Sejumlah saham mencatat kenaikan luar biasa dan menjadi top gainers. Di antaranya adalah PT Shield on Service Tbk (SOSS) yang melonjak 24,4%, PT Natura City Developments Tbk (CITY) dan PT Sona Topas Tourism Industry Tbk (SONA) melesat masing-masing 20,8% dan 18,7% serta PT Multi Garam Utama Tbk (FOLK) bertambah 14%.
Sedangkan sejumlah saham yang melemah dan menjadi top losers di antaranya PT Mandala Multifinance Tbk (MFIN) yang anjlok 15,6%, PT Sunindo Pratama Tbk (SUNI) jatuh 15,2%, dan PT Ashmore Asset Management Indonesia Tbk (AMOR) ambruk 12,8%.

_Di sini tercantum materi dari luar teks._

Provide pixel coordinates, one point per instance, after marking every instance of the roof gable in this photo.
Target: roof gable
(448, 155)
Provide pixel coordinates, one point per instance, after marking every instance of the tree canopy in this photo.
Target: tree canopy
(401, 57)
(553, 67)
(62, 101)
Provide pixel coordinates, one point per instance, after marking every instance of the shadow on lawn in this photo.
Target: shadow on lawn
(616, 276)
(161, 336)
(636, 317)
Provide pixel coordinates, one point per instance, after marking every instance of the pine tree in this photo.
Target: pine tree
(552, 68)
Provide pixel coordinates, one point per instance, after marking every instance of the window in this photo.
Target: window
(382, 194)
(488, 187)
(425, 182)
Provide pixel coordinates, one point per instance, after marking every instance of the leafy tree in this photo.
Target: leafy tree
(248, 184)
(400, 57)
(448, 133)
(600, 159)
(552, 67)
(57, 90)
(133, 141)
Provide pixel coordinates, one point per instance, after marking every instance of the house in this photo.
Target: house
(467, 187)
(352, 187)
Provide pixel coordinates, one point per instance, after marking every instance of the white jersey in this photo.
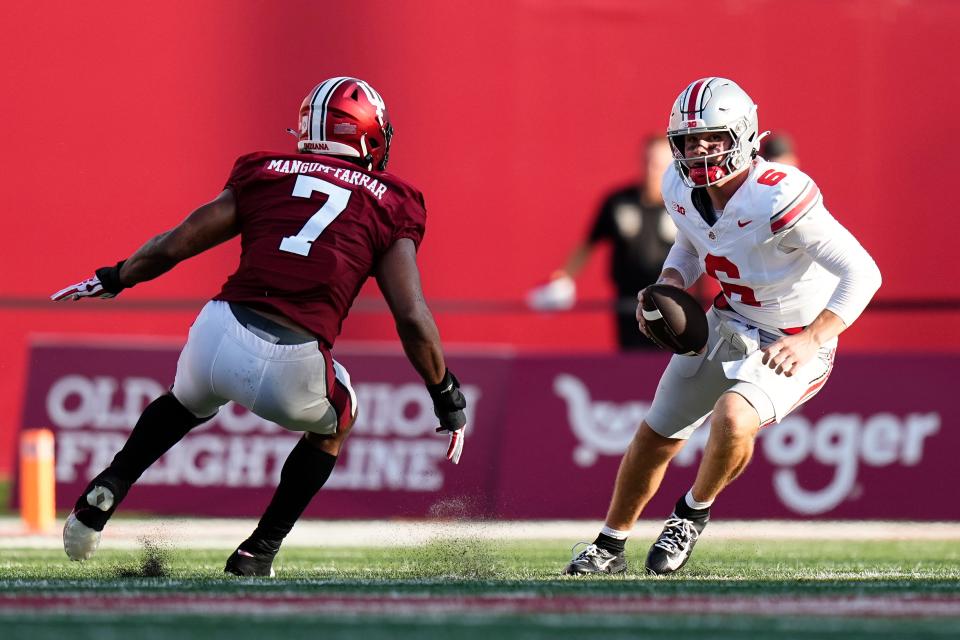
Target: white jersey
(779, 255)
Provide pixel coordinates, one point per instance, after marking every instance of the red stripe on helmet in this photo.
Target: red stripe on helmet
(692, 100)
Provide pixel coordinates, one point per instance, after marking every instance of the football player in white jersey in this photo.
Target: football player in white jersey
(792, 280)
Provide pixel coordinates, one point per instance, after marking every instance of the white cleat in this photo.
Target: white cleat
(80, 541)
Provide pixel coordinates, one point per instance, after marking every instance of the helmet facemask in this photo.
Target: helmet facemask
(712, 168)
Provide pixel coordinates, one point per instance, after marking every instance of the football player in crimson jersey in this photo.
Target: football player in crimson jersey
(792, 280)
(313, 226)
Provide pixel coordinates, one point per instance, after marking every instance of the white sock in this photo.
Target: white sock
(614, 533)
(693, 504)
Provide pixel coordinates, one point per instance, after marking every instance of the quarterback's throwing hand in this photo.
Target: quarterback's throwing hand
(105, 283)
(448, 405)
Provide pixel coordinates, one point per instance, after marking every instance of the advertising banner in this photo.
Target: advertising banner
(546, 435)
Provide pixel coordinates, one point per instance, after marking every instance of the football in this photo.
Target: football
(675, 319)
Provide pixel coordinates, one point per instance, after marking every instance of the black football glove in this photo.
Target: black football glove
(104, 284)
(448, 405)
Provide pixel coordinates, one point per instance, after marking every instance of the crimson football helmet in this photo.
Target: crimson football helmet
(346, 117)
(714, 104)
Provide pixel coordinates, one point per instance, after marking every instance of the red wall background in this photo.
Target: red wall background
(513, 117)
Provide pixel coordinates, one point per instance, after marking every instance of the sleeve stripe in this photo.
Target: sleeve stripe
(796, 211)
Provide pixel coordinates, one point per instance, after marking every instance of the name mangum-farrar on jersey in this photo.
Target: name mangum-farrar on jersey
(348, 176)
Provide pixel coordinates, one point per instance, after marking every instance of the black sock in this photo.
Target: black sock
(304, 473)
(611, 544)
(161, 425)
(683, 510)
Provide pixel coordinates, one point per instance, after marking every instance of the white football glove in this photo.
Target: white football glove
(105, 283)
(448, 405)
(89, 288)
(455, 447)
(559, 294)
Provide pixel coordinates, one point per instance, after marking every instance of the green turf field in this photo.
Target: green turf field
(762, 589)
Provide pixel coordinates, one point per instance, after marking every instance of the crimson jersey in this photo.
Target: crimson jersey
(312, 229)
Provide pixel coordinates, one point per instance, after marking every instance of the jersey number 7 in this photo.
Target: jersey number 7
(337, 199)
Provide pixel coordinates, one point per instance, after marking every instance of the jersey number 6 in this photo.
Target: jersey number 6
(337, 199)
(715, 265)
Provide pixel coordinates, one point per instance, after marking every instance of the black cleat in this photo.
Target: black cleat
(675, 544)
(245, 563)
(595, 560)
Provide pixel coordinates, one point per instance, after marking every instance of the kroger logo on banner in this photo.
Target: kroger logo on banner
(392, 446)
(844, 441)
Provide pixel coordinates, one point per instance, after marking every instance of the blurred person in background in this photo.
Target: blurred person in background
(313, 226)
(778, 147)
(792, 278)
(633, 219)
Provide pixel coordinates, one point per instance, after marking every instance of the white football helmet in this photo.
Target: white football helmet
(714, 104)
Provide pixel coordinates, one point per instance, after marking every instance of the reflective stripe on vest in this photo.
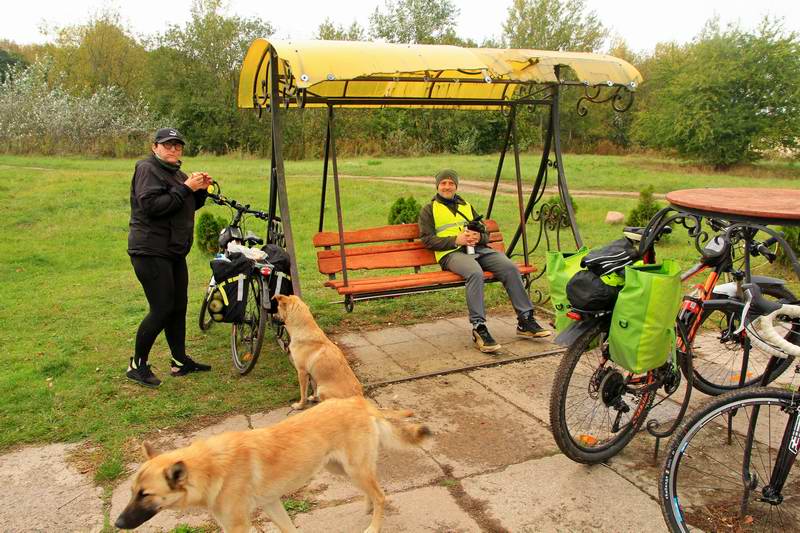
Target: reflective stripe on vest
(449, 224)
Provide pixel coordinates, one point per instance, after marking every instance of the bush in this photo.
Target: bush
(644, 210)
(792, 236)
(207, 229)
(404, 211)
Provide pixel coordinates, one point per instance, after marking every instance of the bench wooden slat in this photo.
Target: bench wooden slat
(387, 259)
(391, 283)
(434, 276)
(382, 248)
(382, 251)
(396, 232)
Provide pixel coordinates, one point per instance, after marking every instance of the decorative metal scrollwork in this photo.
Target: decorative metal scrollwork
(550, 218)
(621, 98)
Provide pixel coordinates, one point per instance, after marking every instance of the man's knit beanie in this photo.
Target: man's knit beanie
(446, 173)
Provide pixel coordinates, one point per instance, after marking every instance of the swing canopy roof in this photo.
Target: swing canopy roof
(372, 74)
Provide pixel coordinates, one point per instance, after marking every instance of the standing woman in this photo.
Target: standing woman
(163, 202)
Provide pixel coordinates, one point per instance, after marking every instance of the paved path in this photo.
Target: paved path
(492, 464)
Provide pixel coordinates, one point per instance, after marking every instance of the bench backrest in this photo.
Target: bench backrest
(388, 254)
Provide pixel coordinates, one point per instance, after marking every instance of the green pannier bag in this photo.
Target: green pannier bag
(642, 335)
(561, 266)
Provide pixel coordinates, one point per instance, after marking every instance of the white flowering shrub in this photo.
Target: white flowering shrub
(38, 115)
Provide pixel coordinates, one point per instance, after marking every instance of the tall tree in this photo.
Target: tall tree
(415, 22)
(553, 25)
(195, 73)
(100, 53)
(726, 97)
(8, 61)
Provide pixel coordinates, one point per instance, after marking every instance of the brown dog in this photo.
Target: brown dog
(234, 473)
(315, 356)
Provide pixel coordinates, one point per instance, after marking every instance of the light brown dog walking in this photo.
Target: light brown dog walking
(314, 355)
(234, 473)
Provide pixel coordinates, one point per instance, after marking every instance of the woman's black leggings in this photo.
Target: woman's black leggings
(165, 283)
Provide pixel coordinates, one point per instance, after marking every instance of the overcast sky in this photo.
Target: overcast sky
(641, 23)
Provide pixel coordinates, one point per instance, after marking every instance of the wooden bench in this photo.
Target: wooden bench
(377, 249)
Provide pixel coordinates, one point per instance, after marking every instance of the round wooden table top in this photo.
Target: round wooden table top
(768, 206)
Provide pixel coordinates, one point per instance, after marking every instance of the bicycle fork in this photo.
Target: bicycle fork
(787, 454)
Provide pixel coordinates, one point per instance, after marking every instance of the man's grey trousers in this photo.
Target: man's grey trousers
(472, 266)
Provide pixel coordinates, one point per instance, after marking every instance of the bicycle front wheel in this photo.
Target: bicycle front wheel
(713, 480)
(593, 411)
(247, 337)
(718, 353)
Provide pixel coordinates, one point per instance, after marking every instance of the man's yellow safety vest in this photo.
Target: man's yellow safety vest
(449, 224)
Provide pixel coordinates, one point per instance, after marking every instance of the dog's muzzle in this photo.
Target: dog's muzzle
(134, 516)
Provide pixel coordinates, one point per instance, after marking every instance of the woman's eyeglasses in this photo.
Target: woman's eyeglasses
(172, 146)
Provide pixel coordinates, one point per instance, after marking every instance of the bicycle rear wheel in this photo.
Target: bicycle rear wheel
(248, 336)
(702, 483)
(718, 353)
(593, 414)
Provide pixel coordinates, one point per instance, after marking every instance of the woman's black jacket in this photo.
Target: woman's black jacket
(162, 210)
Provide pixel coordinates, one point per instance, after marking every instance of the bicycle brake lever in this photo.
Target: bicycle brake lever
(748, 300)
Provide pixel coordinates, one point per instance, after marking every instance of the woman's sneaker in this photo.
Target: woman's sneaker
(528, 327)
(187, 366)
(484, 340)
(142, 374)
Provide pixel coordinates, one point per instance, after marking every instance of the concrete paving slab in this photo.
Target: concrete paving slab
(555, 494)
(437, 328)
(412, 349)
(474, 429)
(44, 492)
(526, 384)
(424, 509)
(351, 340)
(382, 337)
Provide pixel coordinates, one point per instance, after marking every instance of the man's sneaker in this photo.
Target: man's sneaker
(186, 366)
(142, 374)
(528, 327)
(484, 340)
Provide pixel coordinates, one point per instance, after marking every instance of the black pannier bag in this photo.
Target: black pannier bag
(231, 277)
(613, 257)
(280, 280)
(587, 292)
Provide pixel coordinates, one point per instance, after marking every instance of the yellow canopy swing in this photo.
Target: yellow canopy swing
(298, 74)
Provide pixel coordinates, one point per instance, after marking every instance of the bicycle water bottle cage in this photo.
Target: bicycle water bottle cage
(633, 233)
(716, 250)
(229, 234)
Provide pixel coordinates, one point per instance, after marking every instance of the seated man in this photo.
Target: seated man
(442, 226)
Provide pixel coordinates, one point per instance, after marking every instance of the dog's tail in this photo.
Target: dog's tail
(397, 433)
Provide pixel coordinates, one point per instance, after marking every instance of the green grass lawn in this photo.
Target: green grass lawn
(71, 304)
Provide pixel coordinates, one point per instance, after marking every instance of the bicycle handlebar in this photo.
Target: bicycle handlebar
(242, 208)
(761, 330)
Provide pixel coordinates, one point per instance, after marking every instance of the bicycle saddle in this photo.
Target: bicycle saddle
(252, 239)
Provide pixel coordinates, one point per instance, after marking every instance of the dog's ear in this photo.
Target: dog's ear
(176, 475)
(149, 451)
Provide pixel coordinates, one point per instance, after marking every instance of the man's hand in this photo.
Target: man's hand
(198, 180)
(468, 238)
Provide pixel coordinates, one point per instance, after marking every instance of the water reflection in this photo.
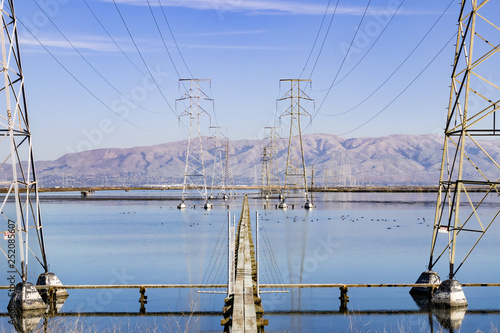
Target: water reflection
(449, 318)
(25, 321)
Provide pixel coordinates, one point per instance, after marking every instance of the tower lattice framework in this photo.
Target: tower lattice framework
(468, 197)
(295, 172)
(218, 181)
(20, 207)
(228, 171)
(270, 171)
(194, 172)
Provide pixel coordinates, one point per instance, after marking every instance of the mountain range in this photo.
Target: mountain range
(398, 160)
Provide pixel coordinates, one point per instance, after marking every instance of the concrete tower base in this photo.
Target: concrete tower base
(449, 295)
(426, 277)
(26, 298)
(50, 279)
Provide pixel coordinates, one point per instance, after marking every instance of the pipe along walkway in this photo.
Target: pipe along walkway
(243, 308)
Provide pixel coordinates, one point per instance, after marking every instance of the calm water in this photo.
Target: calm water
(348, 238)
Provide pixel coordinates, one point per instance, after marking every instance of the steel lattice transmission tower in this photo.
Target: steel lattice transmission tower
(20, 207)
(194, 172)
(265, 174)
(218, 179)
(270, 171)
(295, 172)
(228, 171)
(468, 199)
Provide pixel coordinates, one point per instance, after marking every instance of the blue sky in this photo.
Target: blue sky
(245, 47)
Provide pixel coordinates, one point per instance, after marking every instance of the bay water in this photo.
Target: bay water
(140, 237)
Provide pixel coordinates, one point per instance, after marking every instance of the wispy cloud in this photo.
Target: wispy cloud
(234, 47)
(260, 6)
(225, 33)
(89, 43)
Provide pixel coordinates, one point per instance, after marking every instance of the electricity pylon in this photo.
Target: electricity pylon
(468, 196)
(20, 207)
(265, 174)
(295, 172)
(218, 165)
(194, 171)
(271, 178)
(228, 171)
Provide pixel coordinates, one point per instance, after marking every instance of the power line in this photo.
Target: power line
(316, 39)
(89, 64)
(163, 39)
(373, 44)
(112, 39)
(78, 81)
(343, 60)
(406, 88)
(173, 38)
(142, 58)
(397, 68)
(324, 40)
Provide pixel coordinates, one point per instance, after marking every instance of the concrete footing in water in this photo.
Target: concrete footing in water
(449, 295)
(426, 277)
(50, 279)
(26, 298)
(26, 321)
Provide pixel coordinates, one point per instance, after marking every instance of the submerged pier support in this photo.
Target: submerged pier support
(243, 310)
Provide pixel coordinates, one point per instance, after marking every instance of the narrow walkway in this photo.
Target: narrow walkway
(243, 310)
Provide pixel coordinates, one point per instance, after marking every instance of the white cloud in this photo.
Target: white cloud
(258, 6)
(89, 43)
(225, 33)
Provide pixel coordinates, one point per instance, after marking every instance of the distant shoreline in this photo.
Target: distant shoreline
(376, 189)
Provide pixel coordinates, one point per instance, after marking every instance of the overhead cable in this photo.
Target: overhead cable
(78, 81)
(406, 88)
(343, 60)
(89, 64)
(397, 68)
(142, 58)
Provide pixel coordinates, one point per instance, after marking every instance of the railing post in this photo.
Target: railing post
(344, 299)
(143, 300)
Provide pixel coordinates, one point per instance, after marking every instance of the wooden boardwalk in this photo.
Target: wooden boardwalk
(243, 311)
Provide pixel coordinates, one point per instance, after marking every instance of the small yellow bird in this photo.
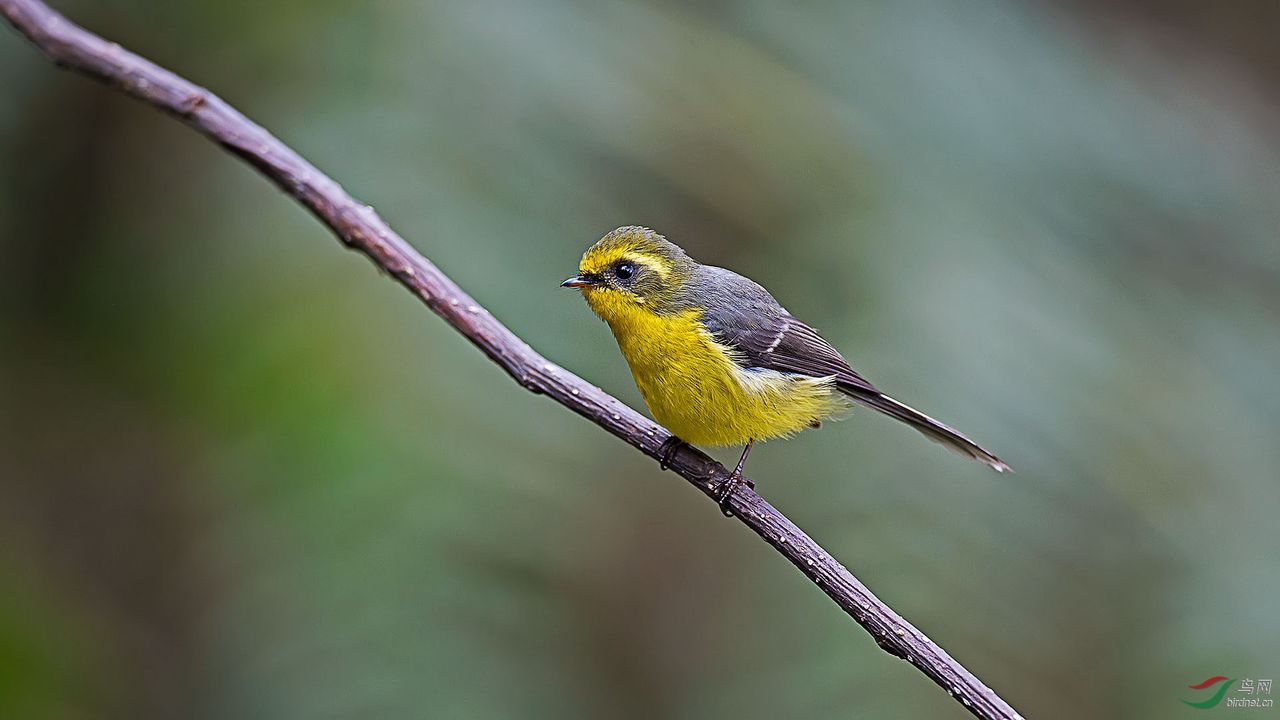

IHSG menjadi sekian dari Bursa Asia yang menetap di zona merah, index SETI (Thailand), CSI 300 (China), TW Weighted Index (Taiwan), Hang Seng (Hong Kong), Straits Times (Singapura), Ho Chi Minh Stock Index (Vietnam), dan KLCI (Malaysia), yang melemah dan tertekan masing-masing mencapai 0,48%, 0,33%, 0,25%, 0,07%, 0,05%, 0,03%, dan 0,01%.
Dengan demikian, IHSG adalah indeks dengan pelemahan terdalam dan paling anjlok di Asia, jauh melangkahi Bursa Saham China.
Sementara Bursa Saham Asia lainnya berhasil melaju di zona hijau i.a Nikkei 225 (Tokyo), Topix (Jepang), SENSEX (India), Kospi (Korea Selatan), Shenzhen Comp. (China), dan Shanghai Composite (China), yang menguat 1,89%, 1,52%, 1,14%, 0,98%, 0,77%, dan 0,16%.
Dari dalam negeri, IHSG tersengat sentimen dari Pilpres AS. Ekonom menilai apabila calon presiden Partai Republik Donald Trump menjadi pemenang dalam pemilihan, maka Indonesia berpotensi menghadapi tantangan Ekonomi baru. Hal ini timbul dari potensi perubahan kebijakan fiskal dan moneter era Trump.
Periset Ekonomi dan Kebijakan Publik Center of Reform on Economic –CORE, Yusuf Rendy Manilet mengatakan, Trump kemungkinan akan mendorong kebijakan Ekonomi agresif seperti pemotongan pajak dan peningkatan pengeluaran infrastruktur.
Kebijakan tersebut diwaspadai menyebabkan Federal Reserve terpaksa menaikkan suku bunga demi mengendalikan laju inflasi AS.
“Kenaikan ini bisa menarik arus modal keluar dari Indonesia menuju aset di AS yang lebih aman dan imbal hasilnya lebih tinggi, melemahkan nilai tukar Rupiah dan meningkatkan beban utang luar negeri Indonesia,” kata Yusuf kepada Bloomberg Technoz, Senin (28/10/2024).
Di sisi lain, “Kebijakan proteksionisme Trump juga berpotensi melemahkan ekonomi global dan permintaan terhadap komoditas ekspor utama Indonesia, seperti batu bara, CPO, dan nikel,” tambahnya.
Di tengah-tengah sentimen tersebut, investor juga menanti data penting inflasi PCE Amerika Serikat (Personal Consumption Expenditures) di pekan ini yang juga merupakan inflasi pilihan Bank Sentral AS.
Inflasi PCE pada September diperkirakan bakal melandai jadi 2,1% year-on-year dibandingkan dengan 2,2% bulan sebelumnya. Namun secara bulanan masih akan ada kenaikan 0,2% dari sebelumnya 0,1%.
Sedangkan inflasi inti PCE, diproyeksikan Analis/ Ekonom akan ada kenaikan 0,3% month-on-month, dan melandai secara tahunan di angka 2,6%.
“Kenaikan tersebut mungkin akan menahan inflasi inti tahunan pada 2,7%,” terang tim Bloomberg Economics di antaranya Anna Wong, Stuart Paul, Eliza Winger, Estelle Ou dan Chris G. Collins.
Inflasi PCE tersebut merupakan acuan yang sering menjadi tolok ukur Federal Reserve dalam menentukan kebijakan moneternya bersamaan dengan laporan data Tenaga Kerja AS.
Badan Statistik Negeri Paman Sam akan merilis laporan ketenagakerjaan di Oktober, yang juga terbit di pekan ini sebagai acuan The Fed, menyangkut tingkat rekrutmen tenaga kerja (non-Farm Payroll) dan tingkat pengangguran juga perkembangan upah pekerja.